More specifically, however, Jaime hated the Jinkersons’ house during Halloween. The Jinkersons were a kind, loving couple. Eleven months of the year, Jaime loved living next door to them. They baked cookies and had an arcade in their basements that was free for the neighborhood kids to play in. They also volunteered their ample backyard for neighborhood ballgames during the long summer afternoons. Mrs. Jinkerson was a woman decked in smiles, a teacher by trade and passion. Mr. Jinkerson was old, chubby, and an endless repository of jokes and harmless pranks. But, come October, their smiling faces beamed as they draped their home in skeletons, ghouls, zombies, body parts, and buckets of red-tinted corn syrup, and Jaime began to avoid their home as much as she could.

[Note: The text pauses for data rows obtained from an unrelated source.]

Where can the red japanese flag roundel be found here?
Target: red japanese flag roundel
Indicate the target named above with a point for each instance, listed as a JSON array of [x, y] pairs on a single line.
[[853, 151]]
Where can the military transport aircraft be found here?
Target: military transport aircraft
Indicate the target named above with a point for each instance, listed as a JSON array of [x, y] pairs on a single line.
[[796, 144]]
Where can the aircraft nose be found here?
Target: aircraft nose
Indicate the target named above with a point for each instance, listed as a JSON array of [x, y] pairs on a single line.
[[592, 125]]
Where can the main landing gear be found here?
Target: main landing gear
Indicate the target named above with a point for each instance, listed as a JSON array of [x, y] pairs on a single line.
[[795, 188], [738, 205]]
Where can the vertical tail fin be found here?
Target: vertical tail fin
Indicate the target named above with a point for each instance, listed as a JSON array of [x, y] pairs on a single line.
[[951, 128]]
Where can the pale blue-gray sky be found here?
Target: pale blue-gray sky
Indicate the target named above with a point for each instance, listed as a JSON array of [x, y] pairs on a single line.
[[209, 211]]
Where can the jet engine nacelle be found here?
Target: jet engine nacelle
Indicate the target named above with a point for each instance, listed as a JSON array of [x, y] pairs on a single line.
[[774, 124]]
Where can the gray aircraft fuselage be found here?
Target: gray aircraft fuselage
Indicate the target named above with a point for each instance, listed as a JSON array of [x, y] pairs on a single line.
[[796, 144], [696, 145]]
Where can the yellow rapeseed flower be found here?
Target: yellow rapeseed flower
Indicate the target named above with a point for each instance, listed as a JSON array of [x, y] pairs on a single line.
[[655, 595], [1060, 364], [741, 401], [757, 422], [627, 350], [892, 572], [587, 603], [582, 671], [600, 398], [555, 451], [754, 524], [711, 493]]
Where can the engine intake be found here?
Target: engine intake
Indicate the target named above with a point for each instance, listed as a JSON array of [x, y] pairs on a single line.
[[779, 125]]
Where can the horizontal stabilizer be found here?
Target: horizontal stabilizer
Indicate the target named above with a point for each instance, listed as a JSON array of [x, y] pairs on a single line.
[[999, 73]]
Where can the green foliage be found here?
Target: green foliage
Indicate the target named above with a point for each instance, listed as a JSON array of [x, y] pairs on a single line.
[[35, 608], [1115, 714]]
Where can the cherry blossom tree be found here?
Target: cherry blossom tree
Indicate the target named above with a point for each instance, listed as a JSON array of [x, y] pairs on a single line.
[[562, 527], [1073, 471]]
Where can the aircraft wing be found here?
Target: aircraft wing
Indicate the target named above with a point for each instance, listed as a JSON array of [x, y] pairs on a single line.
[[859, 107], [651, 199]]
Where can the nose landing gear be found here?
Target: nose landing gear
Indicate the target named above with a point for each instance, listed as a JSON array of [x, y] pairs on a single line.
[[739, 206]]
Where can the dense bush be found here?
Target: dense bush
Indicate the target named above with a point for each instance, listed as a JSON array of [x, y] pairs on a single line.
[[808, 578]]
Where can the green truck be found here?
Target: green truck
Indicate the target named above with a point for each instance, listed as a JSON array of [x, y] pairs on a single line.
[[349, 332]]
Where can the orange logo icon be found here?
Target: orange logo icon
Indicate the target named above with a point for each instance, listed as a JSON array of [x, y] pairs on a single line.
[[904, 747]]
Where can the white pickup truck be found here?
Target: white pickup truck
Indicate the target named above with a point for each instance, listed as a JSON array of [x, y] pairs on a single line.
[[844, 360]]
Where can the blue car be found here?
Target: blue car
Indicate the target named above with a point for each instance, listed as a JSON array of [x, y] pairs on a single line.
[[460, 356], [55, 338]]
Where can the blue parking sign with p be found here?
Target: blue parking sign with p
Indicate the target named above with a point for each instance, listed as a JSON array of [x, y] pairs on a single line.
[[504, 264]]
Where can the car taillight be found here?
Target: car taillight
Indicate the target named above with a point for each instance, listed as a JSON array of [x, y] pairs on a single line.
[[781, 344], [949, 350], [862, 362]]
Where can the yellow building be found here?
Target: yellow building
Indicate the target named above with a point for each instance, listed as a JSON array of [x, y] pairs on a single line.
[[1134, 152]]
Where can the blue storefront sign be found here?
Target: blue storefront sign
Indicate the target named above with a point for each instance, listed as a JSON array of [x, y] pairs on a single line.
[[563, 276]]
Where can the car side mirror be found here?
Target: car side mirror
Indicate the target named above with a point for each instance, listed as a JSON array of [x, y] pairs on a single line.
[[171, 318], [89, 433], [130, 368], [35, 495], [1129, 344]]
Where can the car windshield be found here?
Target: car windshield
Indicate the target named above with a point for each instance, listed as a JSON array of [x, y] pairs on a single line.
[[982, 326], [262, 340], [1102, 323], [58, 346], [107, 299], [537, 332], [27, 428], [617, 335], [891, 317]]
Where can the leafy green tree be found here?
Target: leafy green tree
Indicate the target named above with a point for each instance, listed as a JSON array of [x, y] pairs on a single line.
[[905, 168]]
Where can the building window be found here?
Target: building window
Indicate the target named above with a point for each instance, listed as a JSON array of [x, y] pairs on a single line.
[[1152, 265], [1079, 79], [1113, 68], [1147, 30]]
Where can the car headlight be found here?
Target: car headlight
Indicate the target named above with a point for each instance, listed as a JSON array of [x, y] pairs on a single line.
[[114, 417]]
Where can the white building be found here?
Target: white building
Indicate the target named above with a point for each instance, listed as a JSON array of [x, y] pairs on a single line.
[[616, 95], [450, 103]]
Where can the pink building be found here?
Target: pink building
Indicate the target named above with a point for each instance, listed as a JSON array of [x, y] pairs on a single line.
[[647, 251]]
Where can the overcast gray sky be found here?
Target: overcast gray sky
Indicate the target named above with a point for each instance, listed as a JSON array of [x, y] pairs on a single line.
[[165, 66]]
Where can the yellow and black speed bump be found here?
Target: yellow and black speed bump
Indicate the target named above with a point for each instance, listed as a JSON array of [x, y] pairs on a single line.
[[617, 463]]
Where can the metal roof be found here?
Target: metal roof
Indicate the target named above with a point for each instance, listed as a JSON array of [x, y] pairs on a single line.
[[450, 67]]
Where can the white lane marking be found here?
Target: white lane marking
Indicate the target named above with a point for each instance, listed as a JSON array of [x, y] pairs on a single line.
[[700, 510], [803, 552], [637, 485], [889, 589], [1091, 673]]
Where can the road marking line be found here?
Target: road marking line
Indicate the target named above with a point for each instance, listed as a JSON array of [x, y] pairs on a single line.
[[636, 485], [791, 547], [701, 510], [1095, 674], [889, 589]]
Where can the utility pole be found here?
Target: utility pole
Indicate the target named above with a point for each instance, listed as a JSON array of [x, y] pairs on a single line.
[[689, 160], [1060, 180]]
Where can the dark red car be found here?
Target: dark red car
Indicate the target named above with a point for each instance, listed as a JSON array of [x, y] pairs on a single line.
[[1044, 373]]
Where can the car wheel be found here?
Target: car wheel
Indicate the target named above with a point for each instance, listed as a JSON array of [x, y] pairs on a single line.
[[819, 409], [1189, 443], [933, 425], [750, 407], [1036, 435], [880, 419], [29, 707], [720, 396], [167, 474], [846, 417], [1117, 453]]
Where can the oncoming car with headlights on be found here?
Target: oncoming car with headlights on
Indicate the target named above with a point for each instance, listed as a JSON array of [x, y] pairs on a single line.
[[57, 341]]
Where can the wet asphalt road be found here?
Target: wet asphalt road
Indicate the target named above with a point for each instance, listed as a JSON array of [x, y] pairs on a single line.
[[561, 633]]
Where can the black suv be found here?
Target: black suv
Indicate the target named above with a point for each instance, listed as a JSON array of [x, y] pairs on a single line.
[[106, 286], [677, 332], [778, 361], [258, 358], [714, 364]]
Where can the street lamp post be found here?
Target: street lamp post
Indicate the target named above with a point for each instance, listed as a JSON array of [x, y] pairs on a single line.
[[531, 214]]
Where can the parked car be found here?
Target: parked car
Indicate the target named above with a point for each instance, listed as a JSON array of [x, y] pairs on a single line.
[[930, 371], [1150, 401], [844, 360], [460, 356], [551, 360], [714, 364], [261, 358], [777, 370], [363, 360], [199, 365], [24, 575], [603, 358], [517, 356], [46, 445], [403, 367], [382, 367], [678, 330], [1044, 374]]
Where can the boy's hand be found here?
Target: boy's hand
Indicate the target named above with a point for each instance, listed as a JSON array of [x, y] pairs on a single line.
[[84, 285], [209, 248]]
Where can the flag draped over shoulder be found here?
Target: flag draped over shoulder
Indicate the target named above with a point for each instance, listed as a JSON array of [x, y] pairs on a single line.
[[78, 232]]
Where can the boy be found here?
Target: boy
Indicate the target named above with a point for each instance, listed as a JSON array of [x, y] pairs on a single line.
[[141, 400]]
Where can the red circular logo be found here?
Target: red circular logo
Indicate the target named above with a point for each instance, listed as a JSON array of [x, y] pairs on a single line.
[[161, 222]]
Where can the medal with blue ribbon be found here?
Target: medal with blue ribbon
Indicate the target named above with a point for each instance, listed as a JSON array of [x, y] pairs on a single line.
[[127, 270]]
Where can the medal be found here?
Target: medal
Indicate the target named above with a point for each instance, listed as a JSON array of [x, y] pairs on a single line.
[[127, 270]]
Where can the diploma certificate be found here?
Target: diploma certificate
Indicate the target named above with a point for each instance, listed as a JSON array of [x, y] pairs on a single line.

This year took the cake. The Jinkersons outdid themselves on the overall decoration, piling more corpses and ghosts across their yard. Mr. Jinkerson even built a maze out of black trash bags through the backyard, gleefully leading the neighborhood kids through the various scenes of horror. Jaime, while displeased, could handle the decorations in the yard. She simply did not go in there, and did not walk past their house after dark. She crossed the street, and then walked back to her house. Even the willfully scared screams of her friends as they lost themselves in the maze did not bother her. What did, however, was the cheap plastic skeleton hanging in the tree. It seemed to stare directly into her window, and any slight breeze triggered its creepy laughter.

It was 3:15 in the morning and she had early soccer practice at 7:00am the next morning. The chattering laugh—deep, throaty, and echoing unnaturally—woke her with a start. She heard the plastic frame fluttering in the trees, triggering more and more laughter from the flimsy ghoul. Jaime rolled over, pulling her pillow down over her ears as she pressed her face into her mattress. Even with the sacrifice of near suffocation, the decoration’s brittle laughter still pounded in her ears, sending chills fluttering down her spine. It was just a plastic toy, she chided herself, trying to balance her fear with her frustration, but the logical reassurance did little to calm her in the pitch night.

The laughter quieted just as the sun began to rise along the horizon. Jaime’s tired eyes eased into the quiet moment, letting her doze off for a few precious hours before waking.

“Are you feeling okay, honey?” her dad asked as he stuffed a hastily made sandwich into her lunch box. Jaime stared with glazed eyes at her cereal, now soggy mush after wading in the milk undisturbed. “Jamie?” he questioned, snapping her back to attention.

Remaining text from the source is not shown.